I would know by what power I am called hither ... I would know by what authority, I mean
lawful ; there are many unlawful authorities in the world; thieves and robbers by the high-ways ... Remember, I am your King, your lawful King, and what sins you bring upon your heads, and the judgement of God upon this land. Think well upon it, I say, think well upon it, before you go further from one sin to a greater ... I have a trust committed to me by God, by old and lawful descent, I will not betray it, to answer a new unlawful authority; therefore resolve me that, and you shall hear more of me.

I do stand more for the liberty of my people, than any here that come to be my pretended judges ... I do not come here as submitting to the Court. I will stand as much for the privilege of the House of Commons, rightly understood, as any man here whatsoever: I see no House of Lords here, that may constitute a Parliament ... Let me see a legal authority warranted by the Word of God, the Scriptures, or warranted by the constitutions of the Kingdom, and I will answer.

It is not a slight thing you are about. I am sworn to keep the peace, by that duty I owe to God and my country; and I will do it to the last breath of my body. And therefore ye shall do well to satisfy, first, God, and then the country, by what authority you do it. If you do it by an usurped authority, you cannot answer it; there is a God in Heaven, that will call you, and all that give you power, to account.

If it were only my own particular case, I would have satisfied myself with the protestation I made the last time I was here, against the legality of the Court, and that a King cannot be tried by any superior jurisdiction on earth: but it is not my case alone, it is the freedom and the liberty of the people of England; and do you pretend what you will, I stand more for their liberties. For if power without law, may make laws, may alter the fundamental laws of the Kingdom, I do not know what subject he is in England that can be sure of his life, or any thing that he calls his own.

I do not know the forms of law; I do know law and reason, though I am no lawyer professed: but I know as much law as any gentleman in England, and therefore, under favour, I do plead for the liberties of the people of England more than you do; and therefore if I should impose a belief upon any man without reasons given for it, it were unreasonable ... The Commons of England was never a Court of Judicature; I would know how they came to be so.
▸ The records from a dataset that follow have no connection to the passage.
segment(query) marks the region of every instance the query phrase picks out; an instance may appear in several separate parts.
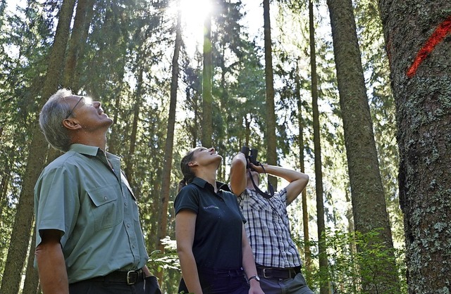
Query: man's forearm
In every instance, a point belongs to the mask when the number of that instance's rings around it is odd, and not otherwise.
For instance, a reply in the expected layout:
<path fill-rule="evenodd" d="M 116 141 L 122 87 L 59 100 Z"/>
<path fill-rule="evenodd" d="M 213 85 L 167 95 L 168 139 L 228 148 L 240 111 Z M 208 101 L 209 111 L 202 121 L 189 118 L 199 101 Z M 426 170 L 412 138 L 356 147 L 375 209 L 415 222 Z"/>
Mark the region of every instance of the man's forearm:
<path fill-rule="evenodd" d="M 68 274 L 61 244 L 39 244 L 35 254 L 42 293 L 68 294 Z"/>

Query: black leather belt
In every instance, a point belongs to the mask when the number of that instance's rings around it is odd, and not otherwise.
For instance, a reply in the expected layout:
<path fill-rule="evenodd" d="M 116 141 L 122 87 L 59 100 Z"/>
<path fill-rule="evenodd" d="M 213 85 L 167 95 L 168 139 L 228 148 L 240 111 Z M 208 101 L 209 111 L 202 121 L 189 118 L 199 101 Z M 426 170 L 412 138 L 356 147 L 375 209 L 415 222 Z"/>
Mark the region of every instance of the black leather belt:
<path fill-rule="evenodd" d="M 294 268 L 278 269 L 261 267 L 257 267 L 257 272 L 260 277 L 266 279 L 293 279 L 297 274 L 297 271 Z"/>
<path fill-rule="evenodd" d="M 142 269 L 128 271 L 116 271 L 109 273 L 106 276 L 96 276 L 95 278 L 89 279 L 89 281 L 106 283 L 125 283 L 127 285 L 133 285 L 134 283 L 143 281 L 145 276 L 146 274 L 142 271 Z"/>

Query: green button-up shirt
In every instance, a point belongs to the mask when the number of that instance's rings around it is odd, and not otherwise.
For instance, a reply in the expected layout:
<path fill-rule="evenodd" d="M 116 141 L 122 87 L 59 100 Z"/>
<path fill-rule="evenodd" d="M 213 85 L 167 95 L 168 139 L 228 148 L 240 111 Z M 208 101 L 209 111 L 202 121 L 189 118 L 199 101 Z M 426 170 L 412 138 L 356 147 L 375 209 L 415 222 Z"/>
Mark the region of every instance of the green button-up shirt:
<path fill-rule="evenodd" d="M 70 283 L 140 269 L 149 259 L 120 158 L 97 147 L 73 144 L 45 167 L 35 187 L 35 212 L 37 246 L 41 231 L 61 231 Z"/>

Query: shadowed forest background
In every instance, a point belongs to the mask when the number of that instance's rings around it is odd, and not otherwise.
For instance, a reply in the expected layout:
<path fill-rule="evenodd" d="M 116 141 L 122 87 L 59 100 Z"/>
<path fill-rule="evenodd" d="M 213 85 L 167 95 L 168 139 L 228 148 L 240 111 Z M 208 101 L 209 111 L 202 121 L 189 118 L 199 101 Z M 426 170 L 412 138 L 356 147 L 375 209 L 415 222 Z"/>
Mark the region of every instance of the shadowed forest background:
<path fill-rule="evenodd" d="M 227 182 L 246 145 L 310 177 L 289 215 L 316 293 L 449 293 L 451 4 L 395 2 L 0 0 L 0 293 L 40 293 L 33 188 L 60 154 L 38 116 L 69 88 L 114 121 L 164 293 L 180 158 L 214 146 Z"/>

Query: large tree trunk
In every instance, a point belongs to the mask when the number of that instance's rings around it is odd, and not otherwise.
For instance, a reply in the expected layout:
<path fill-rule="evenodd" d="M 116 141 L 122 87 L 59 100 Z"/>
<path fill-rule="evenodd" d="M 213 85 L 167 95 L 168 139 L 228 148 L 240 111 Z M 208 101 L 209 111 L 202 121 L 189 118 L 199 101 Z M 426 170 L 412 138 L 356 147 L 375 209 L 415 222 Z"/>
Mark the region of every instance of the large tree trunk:
<path fill-rule="evenodd" d="M 211 15 L 208 15 L 204 22 L 204 70 L 202 72 L 202 146 L 213 146 L 213 98 L 211 81 L 213 79 L 213 63 L 211 58 Z"/>
<path fill-rule="evenodd" d="M 277 165 L 277 139 L 276 138 L 273 49 L 271 39 L 269 0 L 263 0 L 263 18 L 265 44 L 265 84 L 266 87 L 266 160 L 269 165 Z M 274 190 L 277 190 L 277 178 L 269 176 L 268 181 L 272 184 Z"/>
<path fill-rule="evenodd" d="M 168 119 L 168 132 L 164 147 L 164 159 L 163 174 L 161 176 L 161 208 L 159 217 L 158 227 L 158 248 L 164 253 L 164 245 L 159 241 L 166 236 L 168 226 L 168 206 L 169 203 L 169 191 L 171 189 L 171 170 L 172 169 L 172 158 L 174 146 L 174 130 L 175 129 L 175 110 L 177 106 L 177 89 L 178 89 L 178 56 L 182 45 L 182 14 L 178 12 L 177 15 L 177 26 L 175 28 L 175 43 L 174 55 L 172 58 L 172 77 L 171 79 L 171 98 L 169 102 L 169 117 Z M 160 277 L 161 278 L 161 277 Z M 162 281 L 163 279 L 160 279 Z"/>
<path fill-rule="evenodd" d="M 362 275 L 362 284 L 364 290 L 370 293 L 397 293 L 399 288 L 397 288 L 397 275 L 391 229 L 376 150 L 352 3 L 351 0 L 328 0 L 327 2 L 330 14 L 355 230 L 368 233 L 381 229 L 374 243 L 389 250 L 384 266 L 378 267 L 374 277 Z M 363 252 L 364 249 L 358 248 L 357 250 Z"/>
<path fill-rule="evenodd" d="M 326 224 L 324 220 L 324 189 L 323 188 L 323 164 L 318 110 L 318 77 L 316 76 L 316 53 L 315 50 L 315 27 L 313 15 L 313 1 L 309 1 L 309 30 L 310 38 L 310 67 L 311 75 L 311 110 L 313 113 L 313 137 L 315 155 L 315 191 L 316 192 L 316 223 L 318 226 L 318 253 L 319 272 L 321 276 L 320 293 L 328 294 L 328 262 L 326 247 Z"/>
<path fill-rule="evenodd" d="M 61 4 L 55 40 L 49 58 L 49 67 L 42 98 L 38 102 L 39 109 L 44 106 L 47 99 L 58 89 L 58 81 L 63 70 L 63 60 L 69 37 L 74 4 L 75 0 L 64 0 Z M 0 293 L 3 294 L 17 294 L 19 290 L 34 215 L 33 189 L 44 167 L 48 149 L 48 143 L 37 122 L 33 124 L 32 128 L 33 139 L 29 148 L 28 161 L 13 227 L 9 245 L 11 250 L 8 251 L 8 257 L 1 280 Z"/>
<path fill-rule="evenodd" d="M 380 0 L 379 7 L 397 108 L 409 293 L 449 293 L 451 2 Z"/>

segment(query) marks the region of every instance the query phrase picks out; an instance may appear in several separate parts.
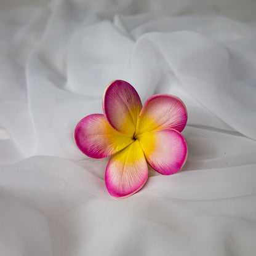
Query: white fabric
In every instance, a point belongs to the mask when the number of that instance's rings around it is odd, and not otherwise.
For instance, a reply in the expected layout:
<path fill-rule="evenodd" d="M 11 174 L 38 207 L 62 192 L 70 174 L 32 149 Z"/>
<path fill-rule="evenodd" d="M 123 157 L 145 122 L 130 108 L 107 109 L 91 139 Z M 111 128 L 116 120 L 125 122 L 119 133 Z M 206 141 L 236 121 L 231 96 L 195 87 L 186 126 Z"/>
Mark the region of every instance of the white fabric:
<path fill-rule="evenodd" d="M 241 12 L 230 0 L 2 10 L 1 255 L 256 255 L 256 3 L 242 2 Z M 73 140 L 115 79 L 188 111 L 182 170 L 150 170 L 122 200 L 105 188 L 108 159 Z"/>

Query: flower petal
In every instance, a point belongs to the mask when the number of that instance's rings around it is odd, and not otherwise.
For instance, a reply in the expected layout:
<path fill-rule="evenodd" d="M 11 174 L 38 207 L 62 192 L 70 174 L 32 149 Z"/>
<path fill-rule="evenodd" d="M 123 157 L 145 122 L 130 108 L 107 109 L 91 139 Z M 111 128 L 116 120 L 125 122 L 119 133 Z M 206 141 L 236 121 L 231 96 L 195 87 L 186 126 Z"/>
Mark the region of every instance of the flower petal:
<path fill-rule="evenodd" d="M 188 147 L 182 135 L 165 129 L 142 134 L 138 140 L 148 164 L 164 175 L 178 172 L 186 160 Z"/>
<path fill-rule="evenodd" d="M 148 170 L 138 140 L 112 156 L 105 173 L 106 188 L 115 198 L 130 196 L 145 183 Z"/>
<path fill-rule="evenodd" d="M 132 137 L 142 108 L 136 90 L 124 81 L 113 81 L 104 92 L 102 105 L 111 126 L 118 132 Z"/>
<path fill-rule="evenodd" d="M 122 150 L 134 140 L 114 130 L 102 114 L 93 114 L 81 120 L 74 137 L 79 149 L 90 158 L 102 158 Z"/>
<path fill-rule="evenodd" d="M 186 106 L 177 97 L 158 94 L 146 101 L 138 119 L 136 134 L 164 129 L 182 132 L 188 115 Z"/>

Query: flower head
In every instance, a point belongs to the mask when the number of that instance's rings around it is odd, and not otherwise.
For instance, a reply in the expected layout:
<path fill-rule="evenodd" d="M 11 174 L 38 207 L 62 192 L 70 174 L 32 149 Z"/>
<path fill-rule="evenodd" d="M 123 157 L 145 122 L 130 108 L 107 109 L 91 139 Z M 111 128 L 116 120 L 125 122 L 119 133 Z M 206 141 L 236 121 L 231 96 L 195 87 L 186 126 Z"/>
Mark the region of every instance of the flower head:
<path fill-rule="evenodd" d="M 140 190 L 148 178 L 147 163 L 164 175 L 180 170 L 188 153 L 180 134 L 187 113 L 178 98 L 155 95 L 142 107 L 135 89 L 115 80 L 105 89 L 102 105 L 104 114 L 90 114 L 78 122 L 74 140 L 89 157 L 111 156 L 105 183 L 112 196 L 126 198 Z"/>

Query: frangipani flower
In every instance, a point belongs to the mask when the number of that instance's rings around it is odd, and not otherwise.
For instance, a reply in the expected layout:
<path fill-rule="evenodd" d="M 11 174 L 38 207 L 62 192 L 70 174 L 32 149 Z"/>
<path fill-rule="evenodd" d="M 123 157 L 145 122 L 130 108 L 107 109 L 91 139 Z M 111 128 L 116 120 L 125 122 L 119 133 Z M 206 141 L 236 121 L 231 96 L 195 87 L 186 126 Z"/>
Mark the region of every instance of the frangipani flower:
<path fill-rule="evenodd" d="M 74 140 L 89 157 L 111 156 L 105 177 L 112 196 L 126 198 L 140 190 L 148 178 L 147 163 L 164 175 L 180 170 L 188 153 L 180 134 L 187 113 L 178 98 L 155 95 L 142 107 L 135 89 L 115 80 L 105 89 L 102 105 L 104 114 L 90 114 L 78 122 Z"/>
It was the liberty, freedom, and laws of the subject that ever I took - defended myself with arms. I never took up arms against the people, but for the laws ... For the charge, I value it not a rush. It is the liberty of the people of England that I stand for. For me to acknowledge a new Court that I never heard of before, I that am your King, that should be an example to all the people of England, for to uphold justice, to maintain the old laws, indeed I do not know how to do it.
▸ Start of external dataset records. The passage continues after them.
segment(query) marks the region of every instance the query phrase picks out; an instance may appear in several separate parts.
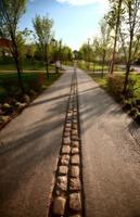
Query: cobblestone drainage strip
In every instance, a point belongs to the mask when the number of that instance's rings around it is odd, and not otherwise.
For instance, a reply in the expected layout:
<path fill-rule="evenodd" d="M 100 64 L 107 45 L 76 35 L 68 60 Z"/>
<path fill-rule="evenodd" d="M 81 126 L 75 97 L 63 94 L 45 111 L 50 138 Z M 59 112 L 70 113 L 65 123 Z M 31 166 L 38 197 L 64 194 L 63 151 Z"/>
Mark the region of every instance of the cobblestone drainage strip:
<path fill-rule="evenodd" d="M 49 217 L 84 217 L 81 142 L 76 72 L 72 78 Z"/>

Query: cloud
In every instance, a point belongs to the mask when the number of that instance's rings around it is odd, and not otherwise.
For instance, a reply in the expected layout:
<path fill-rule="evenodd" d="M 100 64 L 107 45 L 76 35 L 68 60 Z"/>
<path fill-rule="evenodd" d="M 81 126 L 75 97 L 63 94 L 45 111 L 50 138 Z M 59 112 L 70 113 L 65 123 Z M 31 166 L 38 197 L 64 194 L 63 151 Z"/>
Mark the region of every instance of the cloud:
<path fill-rule="evenodd" d="M 107 3 L 107 0 L 56 0 L 60 3 L 67 3 L 71 5 L 87 5 L 93 3 L 102 3 L 103 5 Z"/>

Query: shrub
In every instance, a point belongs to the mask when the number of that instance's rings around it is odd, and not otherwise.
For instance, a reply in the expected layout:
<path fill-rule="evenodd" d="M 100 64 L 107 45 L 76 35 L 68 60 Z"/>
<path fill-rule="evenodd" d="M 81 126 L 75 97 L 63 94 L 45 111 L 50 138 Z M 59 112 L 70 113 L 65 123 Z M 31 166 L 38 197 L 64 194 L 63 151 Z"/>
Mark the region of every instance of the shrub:
<path fill-rule="evenodd" d="M 37 92 L 41 91 L 44 80 L 46 80 L 46 75 L 42 73 L 37 74 L 34 77 L 30 77 L 27 81 L 28 91 L 30 91 L 30 89 Z"/>
<path fill-rule="evenodd" d="M 125 77 L 123 75 L 113 75 L 107 78 L 109 91 L 118 100 L 122 100 L 124 82 L 125 82 Z M 136 85 L 136 80 L 132 78 L 129 78 L 128 87 L 127 87 L 127 99 L 133 97 L 135 85 Z"/>
<path fill-rule="evenodd" d="M 137 116 L 136 116 L 136 122 L 137 122 L 137 124 L 139 124 L 140 125 L 140 113 L 137 113 Z"/>
<path fill-rule="evenodd" d="M 131 108 L 132 108 L 131 102 L 128 101 L 128 100 L 125 100 L 125 101 L 124 101 L 124 106 L 123 106 L 123 108 L 124 108 L 125 111 L 131 110 Z"/>
<path fill-rule="evenodd" d="M 138 112 L 139 111 L 137 110 L 137 107 L 132 107 L 131 111 L 129 112 L 129 115 L 130 116 L 136 116 Z"/>
<path fill-rule="evenodd" d="M 118 100 L 122 100 L 122 92 L 124 87 L 124 77 L 123 76 L 110 76 L 107 78 L 109 91 L 115 95 Z"/>

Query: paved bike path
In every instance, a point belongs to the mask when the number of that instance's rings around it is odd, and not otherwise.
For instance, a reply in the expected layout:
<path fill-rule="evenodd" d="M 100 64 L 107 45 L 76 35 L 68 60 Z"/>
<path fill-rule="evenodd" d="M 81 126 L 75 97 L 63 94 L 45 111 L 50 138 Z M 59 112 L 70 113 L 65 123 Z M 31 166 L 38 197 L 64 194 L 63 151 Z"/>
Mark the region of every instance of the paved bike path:
<path fill-rule="evenodd" d="M 73 69 L 0 132 L 0 216 L 46 217 Z"/>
This many-a-day all things have been taken away from me, but that that I call more dear to me than my life, which is my conscience, and my honour: and if I had a respect to my life more than the peace of the Kingdom, and the liberty of the subject, certainly I should have made a particular defence for my self; for by that at leastwise I might have delayed an ugly sentence, which I believe will pass upon me ... Now, sir, I conceive that an hasty sentence once passed, may sooner be repented of than recalled: and truly, the self-same desire that I have for the peace of the Kingdom, and the liberty of the subject, more than my own particular ends, makes me now at lest desire, before sentence be given, that I may be heard ... before the Lords and Commons ... If I cannot get this liberty, I do protest, that these fair shows of liberty and peace are pure shows and that you will not hear your King."

Judge Bradshaw's Response

There is a contract and a bargain made between the King and his people, and your oath is taken: and certainly, Sir, the bond is reciprocal; for as you are the liege lord, so they liege subjects ... This we know, the one tie, the one bond, is the bond of protection that is due from the sovereign; the other is the bond of subjection that is due from the subject. Sir, if this bond be once broken, farewell sovereignty! ... These things may not be denied, Sir ... Whether you have been, as by your office you ought to be, a protector of England, or the destroyer of England, let all England judge, or all the world, that hath look'd upon it ... You disavow us as a Court; and therefore for you to address yourself to us, not acknowledging us as a Court to judge of what you say, it is not to be permitted. And the truth is, all along, from the first time you were pleased to disavow and disown us, the Court needed not to have heard you one word.